TEMPO.CO, Jakarta - Badan Pusat Statistik (BPS) mencatat tren penurunan rasio gini (rasio ketimpangan sosial) sejak September 2014. Tren penurunan juga terjadi di pedesaan dan kota dalam periode yang sama.
Rasio gini adalah alat mengukur derajat ketidakmerataan distribusi penduduk.
Kepala BPS Suryamin mengatakan perkembangan rasio gini dihitung sejak 2010. "Awalnya berfluktuasi, namun mulai September 2014 ada kecenderungan menurun," kata dia di Kantor BPS, Jakarta, Jumat, 19 Agustus 2016.
Menurut Suryamin, penurunan rasio gini menunjukkan adanya perbaikan pemerataan pendapatan. "Kenaikan pengeluaran merefleksikan peningkatan pendapatan," katanya.
Rasio gini nasional pada September 2014 tercatat sebesar 0,414. Angkanya menurun pada Maret 2015 menjadi 0,408 dan pada September 2015 menjadi 0,402. Angkanya kembali menurun menjadi 0,397 pada Maret 2016.
Di perkotaan, rasio gini pada September 2015 sebesar 0,433. Pada Maret 2015, angkanya menurun menjadi 0,428 dan menjadi 0,419 pada September 2015. Di perkotaan pada Maret 2016 tercatat sebesar 0,410.

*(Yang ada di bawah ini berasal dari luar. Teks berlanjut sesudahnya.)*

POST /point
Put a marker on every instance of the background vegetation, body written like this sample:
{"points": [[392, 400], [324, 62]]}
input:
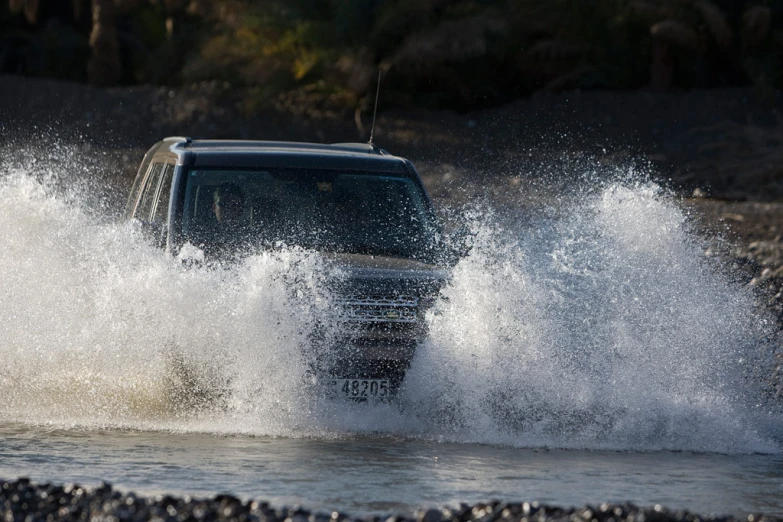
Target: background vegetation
{"points": [[457, 54]]}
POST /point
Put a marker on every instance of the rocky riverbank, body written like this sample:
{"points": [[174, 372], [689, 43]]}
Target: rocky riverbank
{"points": [[22, 500]]}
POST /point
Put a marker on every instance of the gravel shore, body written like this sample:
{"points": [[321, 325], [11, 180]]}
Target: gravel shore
{"points": [[22, 500]]}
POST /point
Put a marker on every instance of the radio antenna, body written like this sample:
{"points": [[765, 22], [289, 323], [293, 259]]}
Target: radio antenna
{"points": [[375, 110]]}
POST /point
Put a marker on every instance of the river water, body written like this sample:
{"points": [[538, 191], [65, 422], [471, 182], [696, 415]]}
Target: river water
{"points": [[586, 351]]}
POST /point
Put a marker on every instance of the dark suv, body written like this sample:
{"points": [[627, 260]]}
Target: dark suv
{"points": [[363, 209]]}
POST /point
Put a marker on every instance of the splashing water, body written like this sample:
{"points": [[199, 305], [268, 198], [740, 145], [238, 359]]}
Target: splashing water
{"points": [[602, 327]]}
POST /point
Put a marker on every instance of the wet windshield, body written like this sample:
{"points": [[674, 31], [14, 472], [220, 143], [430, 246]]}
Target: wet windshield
{"points": [[333, 211]]}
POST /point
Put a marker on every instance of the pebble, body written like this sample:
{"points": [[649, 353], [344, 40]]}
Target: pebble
{"points": [[24, 501]]}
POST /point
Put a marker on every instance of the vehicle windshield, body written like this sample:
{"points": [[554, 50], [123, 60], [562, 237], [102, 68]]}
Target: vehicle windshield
{"points": [[326, 210]]}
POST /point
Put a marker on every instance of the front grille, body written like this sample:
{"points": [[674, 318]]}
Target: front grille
{"points": [[380, 309]]}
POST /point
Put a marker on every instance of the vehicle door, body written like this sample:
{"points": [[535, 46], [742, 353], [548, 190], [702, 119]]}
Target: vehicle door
{"points": [[152, 209]]}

Baca: Sri Mulyani: Shortfall Pajak Mungkin Melebar ke Rp 238,4 T
Rasio gini di pedesaan tercatat sebesar 0,336 pada September 2014. Di tahun 2015, angkanya menurun menjadi 0,334 di semester pertama dan 0,329 di semester kedua. Angka rasio gini Maret 2016 tercatat menurun kembali menjadi 0,327.

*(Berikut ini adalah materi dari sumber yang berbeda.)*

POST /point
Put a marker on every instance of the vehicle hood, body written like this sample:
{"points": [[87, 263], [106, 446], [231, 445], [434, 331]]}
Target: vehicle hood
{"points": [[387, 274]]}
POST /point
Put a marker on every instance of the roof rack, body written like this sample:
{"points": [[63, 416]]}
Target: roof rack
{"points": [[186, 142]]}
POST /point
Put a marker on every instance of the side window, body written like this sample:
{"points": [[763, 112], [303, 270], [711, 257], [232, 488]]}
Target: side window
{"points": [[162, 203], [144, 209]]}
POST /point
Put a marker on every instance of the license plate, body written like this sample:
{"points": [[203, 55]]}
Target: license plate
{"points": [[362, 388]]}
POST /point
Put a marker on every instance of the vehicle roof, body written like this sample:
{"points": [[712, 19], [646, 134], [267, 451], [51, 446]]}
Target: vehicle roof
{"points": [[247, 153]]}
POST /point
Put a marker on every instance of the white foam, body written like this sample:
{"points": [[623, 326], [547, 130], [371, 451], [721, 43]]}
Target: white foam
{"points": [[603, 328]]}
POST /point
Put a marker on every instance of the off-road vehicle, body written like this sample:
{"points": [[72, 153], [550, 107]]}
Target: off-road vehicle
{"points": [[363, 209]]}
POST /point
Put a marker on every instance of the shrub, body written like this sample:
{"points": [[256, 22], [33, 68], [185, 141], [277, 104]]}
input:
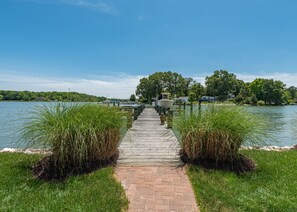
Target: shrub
{"points": [[239, 99], [76, 134], [218, 132], [260, 103]]}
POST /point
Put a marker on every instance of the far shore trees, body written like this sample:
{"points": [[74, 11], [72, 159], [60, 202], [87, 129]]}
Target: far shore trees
{"points": [[48, 96], [222, 84], [132, 98]]}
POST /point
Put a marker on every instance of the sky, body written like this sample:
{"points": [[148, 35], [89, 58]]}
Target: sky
{"points": [[103, 47]]}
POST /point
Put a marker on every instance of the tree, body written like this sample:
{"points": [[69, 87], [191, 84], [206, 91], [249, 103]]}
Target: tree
{"points": [[293, 92], [222, 84], [133, 98], [153, 85], [268, 90], [192, 96]]}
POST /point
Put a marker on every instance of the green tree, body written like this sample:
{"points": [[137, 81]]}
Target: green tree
{"points": [[153, 85], [293, 92], [198, 90], [268, 90], [192, 96], [133, 98], [222, 84]]}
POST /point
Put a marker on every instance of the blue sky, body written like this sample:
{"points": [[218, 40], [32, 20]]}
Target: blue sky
{"points": [[104, 47]]}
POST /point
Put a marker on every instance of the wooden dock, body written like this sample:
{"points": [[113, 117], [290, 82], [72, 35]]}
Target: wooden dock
{"points": [[148, 143]]}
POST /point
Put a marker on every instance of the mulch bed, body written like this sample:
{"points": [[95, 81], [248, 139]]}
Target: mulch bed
{"points": [[241, 165], [47, 170]]}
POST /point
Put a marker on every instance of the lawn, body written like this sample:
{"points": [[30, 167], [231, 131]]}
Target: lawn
{"points": [[97, 191], [271, 187]]}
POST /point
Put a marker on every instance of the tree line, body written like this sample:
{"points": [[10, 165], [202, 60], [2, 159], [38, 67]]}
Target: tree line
{"points": [[6, 95], [222, 85]]}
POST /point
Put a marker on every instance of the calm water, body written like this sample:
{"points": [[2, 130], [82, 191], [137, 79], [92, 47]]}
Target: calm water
{"points": [[14, 114]]}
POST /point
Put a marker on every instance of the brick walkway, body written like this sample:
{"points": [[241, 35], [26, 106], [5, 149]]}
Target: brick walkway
{"points": [[157, 189], [148, 168]]}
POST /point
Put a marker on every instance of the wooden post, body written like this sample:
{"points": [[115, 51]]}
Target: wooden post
{"points": [[169, 119], [135, 113], [129, 118], [162, 119]]}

Berdasarkan kurva perkembangan, angka rasio gini justru terus mengalami kenaikan sejak 2010. Rasio gini pada 2010 tercatat mencapai titik terendah sejak 2010 hingga Maret 2016 yaitu sebesar 0,378. Sementara angka rasio gini tertinggi sejak 2010 hingga Maret 2016 tercatat sebesar 0,414 yang justru terjadi pada September 2014.

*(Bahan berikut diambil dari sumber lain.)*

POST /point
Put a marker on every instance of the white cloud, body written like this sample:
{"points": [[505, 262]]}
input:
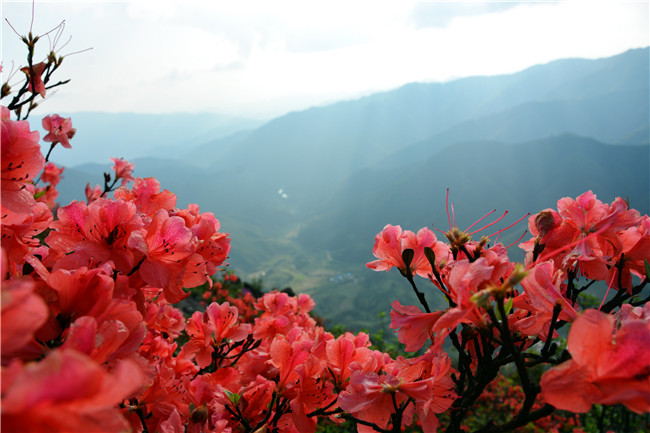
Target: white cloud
{"points": [[265, 58]]}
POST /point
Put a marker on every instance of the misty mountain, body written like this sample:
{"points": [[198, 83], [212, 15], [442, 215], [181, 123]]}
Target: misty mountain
{"points": [[304, 194], [101, 136]]}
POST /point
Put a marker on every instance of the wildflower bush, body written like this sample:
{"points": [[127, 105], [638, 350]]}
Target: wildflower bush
{"points": [[92, 339]]}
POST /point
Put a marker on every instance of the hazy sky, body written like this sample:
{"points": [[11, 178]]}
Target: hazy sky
{"points": [[265, 58]]}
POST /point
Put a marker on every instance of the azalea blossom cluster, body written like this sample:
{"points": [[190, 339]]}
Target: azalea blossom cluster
{"points": [[91, 339], [502, 313]]}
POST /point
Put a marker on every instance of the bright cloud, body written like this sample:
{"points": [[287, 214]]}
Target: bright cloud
{"points": [[260, 58]]}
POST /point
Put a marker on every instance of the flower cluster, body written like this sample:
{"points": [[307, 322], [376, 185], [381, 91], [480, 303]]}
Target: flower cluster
{"points": [[91, 340], [499, 311]]}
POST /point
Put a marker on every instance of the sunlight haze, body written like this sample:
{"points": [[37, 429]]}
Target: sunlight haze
{"points": [[263, 59]]}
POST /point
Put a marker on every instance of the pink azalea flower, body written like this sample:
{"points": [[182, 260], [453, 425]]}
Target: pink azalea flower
{"points": [[415, 327], [147, 197], [123, 170], [59, 129], [93, 193], [52, 174], [166, 243], [391, 242], [541, 294], [66, 391], [608, 365], [22, 160]]}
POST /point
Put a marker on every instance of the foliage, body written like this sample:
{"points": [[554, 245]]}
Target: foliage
{"points": [[92, 340]]}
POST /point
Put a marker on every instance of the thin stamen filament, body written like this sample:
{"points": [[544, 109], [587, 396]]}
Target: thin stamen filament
{"points": [[491, 224]]}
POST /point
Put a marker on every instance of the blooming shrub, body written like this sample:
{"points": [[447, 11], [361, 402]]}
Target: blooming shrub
{"points": [[92, 341]]}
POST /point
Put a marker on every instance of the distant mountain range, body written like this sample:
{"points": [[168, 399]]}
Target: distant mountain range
{"points": [[304, 194]]}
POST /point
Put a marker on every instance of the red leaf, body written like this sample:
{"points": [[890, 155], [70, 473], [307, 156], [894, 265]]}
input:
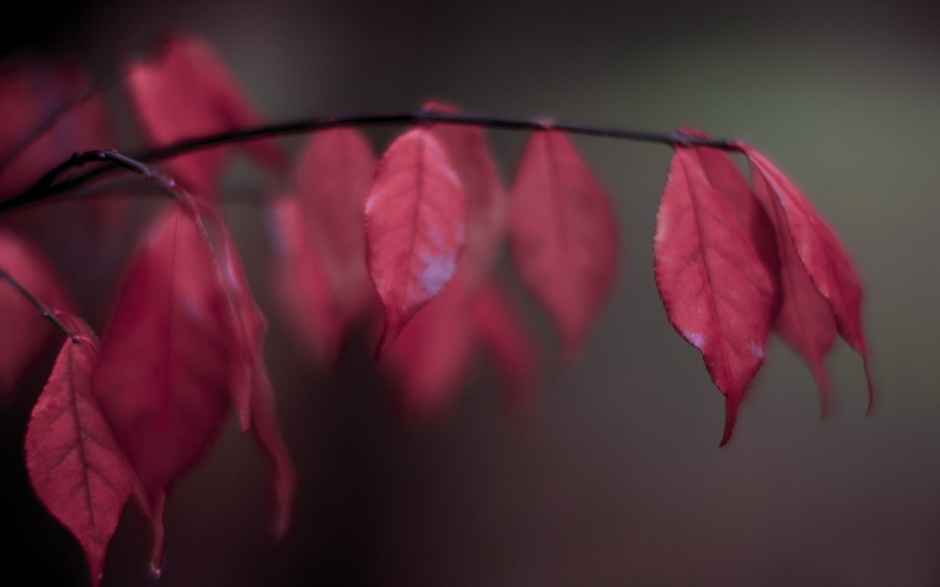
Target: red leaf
{"points": [[185, 92], [252, 391], [500, 330], [564, 236], [267, 432], [817, 247], [167, 358], [333, 178], [433, 353], [415, 216], [306, 298], [74, 463], [26, 331], [717, 293], [487, 204]]}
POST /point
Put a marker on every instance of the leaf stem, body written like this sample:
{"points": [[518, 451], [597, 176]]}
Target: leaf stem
{"points": [[47, 186], [46, 312]]}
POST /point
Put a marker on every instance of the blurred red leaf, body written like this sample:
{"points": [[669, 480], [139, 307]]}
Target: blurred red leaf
{"points": [[433, 353], [307, 300], [26, 331], [185, 91], [251, 386], [717, 292], [74, 463], [500, 330], [166, 365], [415, 218], [564, 235], [811, 243], [333, 175], [50, 114]]}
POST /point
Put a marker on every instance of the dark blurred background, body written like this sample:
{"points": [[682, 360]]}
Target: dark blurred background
{"points": [[618, 479]]}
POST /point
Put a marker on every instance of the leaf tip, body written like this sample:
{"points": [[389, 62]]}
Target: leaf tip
{"points": [[731, 417]]}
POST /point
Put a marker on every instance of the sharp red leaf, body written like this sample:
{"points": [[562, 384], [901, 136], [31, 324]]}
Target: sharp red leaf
{"points": [[817, 247], [717, 292], [433, 353], [184, 92], [26, 331], [415, 216], [487, 204], [333, 177], [564, 235], [253, 384], [75, 465]]}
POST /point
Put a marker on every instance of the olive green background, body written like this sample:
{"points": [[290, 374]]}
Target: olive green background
{"points": [[618, 479]]}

Sebelumnya, Wakil Presiden Jusuf Kalla mengatakan rasio gini di Indonesia saat ini sudah masuk kategori lampu kuning. Artinya, jika tak segera diperbaiki, bukan tak mungkin ketimpangan akan berimbas buruk, seperti terjadinya konflik.
Menurut Kalla, rasio gini di Indonesia saat ini sudah mencapai 0,41. "Jika ditafsirkan, 1 persen penduduk Indonesia saat ini menguasai hampir 50 persen aset bangsa," ucap Kalla, beberapa waktu lalu.
Simak: Tak Masalah Private Jet Asing Terbangi Udara RI, Asal.....
Salah satu yang bisa mengurangi ketimpangan adalah memanfaatkan inovasi. Kalla menyatakan pemerintah tak tinggal diam menghadapi tingginya rasio gini tersebut.
Setidaknya ada dua cara yang sudah dilakukan selama ini. Pertama adalah mengoptimalkan pajak. Namun, untuk menggenjot penerimaan pajak, sistemnya juga harus berjalan baik. Untuk itu, pada sektor ini perlu teknologi inovasi agar capaian penerimaan pajak bisa ditingkatkan.